At a Friday morning prayer service (June 3), stunned and shattered worshippers gathered to weep, pray, sing and mourn two young women killed at an Iowa church.
The service was hours after a fatal shooting in the parking lot of Cornerstone Church in Ames, Iowa, home to Iowa State University. The shooting occurred on the night of the first summer gathering of the Salt Company, a ministry for college students. About 80 students were at the church that night.
Church leaders did not identify the women who were killed, citing the ongoing investigation.
"But I want you to know, even though people aren't named, it's not because they're not known," Mark Vance, lead pastor of Cornerstone, told mourners during the livestreamed prayer service.
"They're known. They're loved and treasured, and that's why there are tears and there's grief."
Vance began the service with a prayer and readings from the Bible, with hymns like "It Is Well With My Soul" mixed in.

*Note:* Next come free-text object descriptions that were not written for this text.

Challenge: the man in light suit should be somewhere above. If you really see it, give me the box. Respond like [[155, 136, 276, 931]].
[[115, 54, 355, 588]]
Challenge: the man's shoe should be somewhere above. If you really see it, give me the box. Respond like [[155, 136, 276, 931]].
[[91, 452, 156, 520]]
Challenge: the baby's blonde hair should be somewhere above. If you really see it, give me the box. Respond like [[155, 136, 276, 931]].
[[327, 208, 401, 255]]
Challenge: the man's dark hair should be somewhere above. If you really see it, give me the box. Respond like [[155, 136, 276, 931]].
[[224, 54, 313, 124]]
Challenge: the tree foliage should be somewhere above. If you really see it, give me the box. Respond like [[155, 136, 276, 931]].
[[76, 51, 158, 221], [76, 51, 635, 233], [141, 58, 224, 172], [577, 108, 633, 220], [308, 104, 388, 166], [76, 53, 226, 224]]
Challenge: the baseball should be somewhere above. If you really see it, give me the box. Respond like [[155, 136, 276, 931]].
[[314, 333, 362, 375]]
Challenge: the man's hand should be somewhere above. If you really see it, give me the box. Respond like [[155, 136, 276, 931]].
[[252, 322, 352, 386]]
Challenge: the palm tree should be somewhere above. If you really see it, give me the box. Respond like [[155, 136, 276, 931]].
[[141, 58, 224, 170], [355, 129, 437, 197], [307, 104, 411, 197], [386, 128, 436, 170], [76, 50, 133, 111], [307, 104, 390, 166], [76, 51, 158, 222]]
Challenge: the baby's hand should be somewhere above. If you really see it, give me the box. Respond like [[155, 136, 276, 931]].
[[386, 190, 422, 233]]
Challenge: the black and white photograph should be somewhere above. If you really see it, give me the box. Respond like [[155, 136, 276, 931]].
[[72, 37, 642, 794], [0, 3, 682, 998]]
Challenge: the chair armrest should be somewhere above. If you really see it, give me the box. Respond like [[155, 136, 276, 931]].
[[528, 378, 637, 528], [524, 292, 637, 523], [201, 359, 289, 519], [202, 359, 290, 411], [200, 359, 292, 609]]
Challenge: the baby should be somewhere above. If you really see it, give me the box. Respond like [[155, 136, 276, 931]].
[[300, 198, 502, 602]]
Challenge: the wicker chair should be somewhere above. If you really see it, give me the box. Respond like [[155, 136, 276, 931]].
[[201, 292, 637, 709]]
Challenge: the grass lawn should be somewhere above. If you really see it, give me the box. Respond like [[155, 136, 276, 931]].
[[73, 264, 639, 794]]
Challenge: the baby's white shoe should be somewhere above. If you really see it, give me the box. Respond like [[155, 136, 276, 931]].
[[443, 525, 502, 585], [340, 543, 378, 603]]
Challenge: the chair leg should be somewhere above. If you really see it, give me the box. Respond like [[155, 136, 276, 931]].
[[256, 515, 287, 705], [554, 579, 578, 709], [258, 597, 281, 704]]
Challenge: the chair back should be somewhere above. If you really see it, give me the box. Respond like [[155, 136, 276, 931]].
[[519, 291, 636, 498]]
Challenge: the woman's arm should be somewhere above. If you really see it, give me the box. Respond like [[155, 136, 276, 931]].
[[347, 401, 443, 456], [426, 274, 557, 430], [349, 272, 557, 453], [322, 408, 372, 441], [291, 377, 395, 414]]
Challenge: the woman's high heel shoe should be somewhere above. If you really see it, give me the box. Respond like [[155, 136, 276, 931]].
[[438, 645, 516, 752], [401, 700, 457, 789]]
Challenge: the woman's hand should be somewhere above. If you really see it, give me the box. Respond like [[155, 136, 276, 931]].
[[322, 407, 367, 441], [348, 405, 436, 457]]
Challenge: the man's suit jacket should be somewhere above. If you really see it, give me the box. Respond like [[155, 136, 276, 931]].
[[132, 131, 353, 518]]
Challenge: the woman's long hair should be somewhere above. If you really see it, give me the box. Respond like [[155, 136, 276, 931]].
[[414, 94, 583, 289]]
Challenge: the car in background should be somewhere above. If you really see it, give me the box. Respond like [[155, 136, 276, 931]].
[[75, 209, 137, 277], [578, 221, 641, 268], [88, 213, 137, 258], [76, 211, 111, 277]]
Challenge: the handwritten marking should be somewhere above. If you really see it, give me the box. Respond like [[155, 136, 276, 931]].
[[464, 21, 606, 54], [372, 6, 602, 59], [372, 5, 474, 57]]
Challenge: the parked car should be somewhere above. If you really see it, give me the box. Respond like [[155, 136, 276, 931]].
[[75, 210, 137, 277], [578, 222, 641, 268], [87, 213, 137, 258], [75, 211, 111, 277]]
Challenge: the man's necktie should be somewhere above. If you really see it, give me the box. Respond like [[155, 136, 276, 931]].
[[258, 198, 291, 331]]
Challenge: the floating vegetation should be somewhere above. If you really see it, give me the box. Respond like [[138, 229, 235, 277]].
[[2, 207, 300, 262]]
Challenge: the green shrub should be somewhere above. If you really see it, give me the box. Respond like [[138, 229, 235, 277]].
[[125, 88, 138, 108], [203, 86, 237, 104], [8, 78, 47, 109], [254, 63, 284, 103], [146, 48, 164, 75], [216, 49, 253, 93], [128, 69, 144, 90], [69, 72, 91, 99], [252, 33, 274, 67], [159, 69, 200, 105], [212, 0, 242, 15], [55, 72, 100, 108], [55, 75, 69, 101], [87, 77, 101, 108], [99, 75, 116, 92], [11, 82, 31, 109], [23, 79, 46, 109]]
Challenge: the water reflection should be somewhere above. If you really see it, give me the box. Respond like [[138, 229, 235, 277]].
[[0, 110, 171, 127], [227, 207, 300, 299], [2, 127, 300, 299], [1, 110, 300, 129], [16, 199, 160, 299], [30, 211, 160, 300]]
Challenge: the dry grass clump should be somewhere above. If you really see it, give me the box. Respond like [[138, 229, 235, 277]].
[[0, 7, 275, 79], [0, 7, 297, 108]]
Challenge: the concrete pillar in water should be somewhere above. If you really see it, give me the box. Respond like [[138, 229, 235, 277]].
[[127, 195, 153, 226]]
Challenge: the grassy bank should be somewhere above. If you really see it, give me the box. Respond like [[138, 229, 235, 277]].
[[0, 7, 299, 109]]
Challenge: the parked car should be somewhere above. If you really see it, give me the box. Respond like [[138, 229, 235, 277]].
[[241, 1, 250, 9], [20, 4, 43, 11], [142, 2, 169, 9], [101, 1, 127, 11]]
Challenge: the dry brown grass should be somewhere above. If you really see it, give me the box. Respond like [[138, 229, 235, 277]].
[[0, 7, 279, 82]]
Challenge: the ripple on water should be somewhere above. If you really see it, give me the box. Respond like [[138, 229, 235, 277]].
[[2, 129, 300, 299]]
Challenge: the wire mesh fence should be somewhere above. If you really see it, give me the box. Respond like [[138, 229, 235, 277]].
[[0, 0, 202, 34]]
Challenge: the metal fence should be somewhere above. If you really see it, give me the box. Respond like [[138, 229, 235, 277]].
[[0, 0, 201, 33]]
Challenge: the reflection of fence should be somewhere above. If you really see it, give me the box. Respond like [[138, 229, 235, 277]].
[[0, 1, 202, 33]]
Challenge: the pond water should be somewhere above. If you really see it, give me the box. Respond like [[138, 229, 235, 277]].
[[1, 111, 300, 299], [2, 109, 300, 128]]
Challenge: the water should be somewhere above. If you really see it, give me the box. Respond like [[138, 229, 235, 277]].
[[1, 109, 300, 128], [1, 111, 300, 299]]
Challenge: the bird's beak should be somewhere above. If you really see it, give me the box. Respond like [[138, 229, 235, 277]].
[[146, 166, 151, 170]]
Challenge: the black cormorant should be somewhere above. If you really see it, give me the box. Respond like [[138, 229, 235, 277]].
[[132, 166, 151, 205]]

"Psalm 34:18 says that God is near to the brokenhearted," Vance said. "So that might mean that maybe this is the room that God's closest to in the world right now. Because we're brokenhearted."
After Vance spoke, a man who was identified as the father of one of the shooting victims stood up to speak on stage, saying his daughter "walked the walk" in living out her faith.
"I'm proud to have been her father," he said.
About 1,300 students attend a weekday worship service at Cornerstone, according to a history on the Salt Company's website. The ministry grew out of an Iowa State student ministry, which became so large that it led to the founding of Cornerstone in the 1990s. The church is affiliated with the Southern Baptist Convention. The Salt Company is also connected to a church-planting group called the Salt Network, which partners with the SBC's North American Mission Board.
During the service, Troy Nesbitt, Cornerstone's founding pastor, read from several Bible verses about grieving, including John 11:35, which reads simply, "Jesus wept." He also read a familiar passage from the Book of Revelation, often read at funerals.
"He will wipe away every tear from their eyes," Nesbitt read. "Death will be no more."
Before leading the congregation in prayer, Nesbitt tried to give words of comfort, at times nearly overcome with grief.
"Life is so short," he said. "And death is so hard, but it is not final."
On Friday, the Des Moines Register identified the shooting victims as 21-year-old Vivian Renee Flores and 22-year-old Eden Mariah Montang. The 33-year-old alleged shooter died from "an apparent self-inflicted gunshot wound," according to the Register.
The two Iowa State students had been walking to the church when the shooter pulled up in a pickup truck to Montang, Flores and another woman just before 7 p.m. Thursday outside Cornerstone Church and began shooting with a 9 mm handgun, investigators said Friday.
The shooter had been romantically involved with Montang and faced a court hearing next week on a charge of harassing her, investigators said. Investigators said they found in his truck 9 mm ammunition and a receipt from a West Des Moines store that showed he bought the ammunition an hour before the shooting.
"Our hearts break for all involved, and we are praying for everyone affected, especially the family of the victims," the statement read. "Our Ministry staff are available to support all those impacted, and we will continue to fully cooperate with authorities as they complete their full investigation."
The Iowa church shooting comes during a wave of gun violence in the United States. On May 14, 10 people were shot and killed in a Buffalo grocery store; one person was killed and others wounded on May 16 at a Los Angeles church; 21 people, including 19 children, were killed on May 24 in Uvalde, Texas; four people were killed in a shooting at a Tulsa medical building on June 1.
On Thursday night, hours before the shooting in Iowa, President Joe Biden addressed gun violence in the nation, recalling his visits to Buffalo and Uvalde in the wake of the shootings there.
"At both places, we spent hours with hundreds of family members who were broken and whose lives will never be the same," he said. "And they had one message for all of us: Do something. Just do something. For God's sake, do something."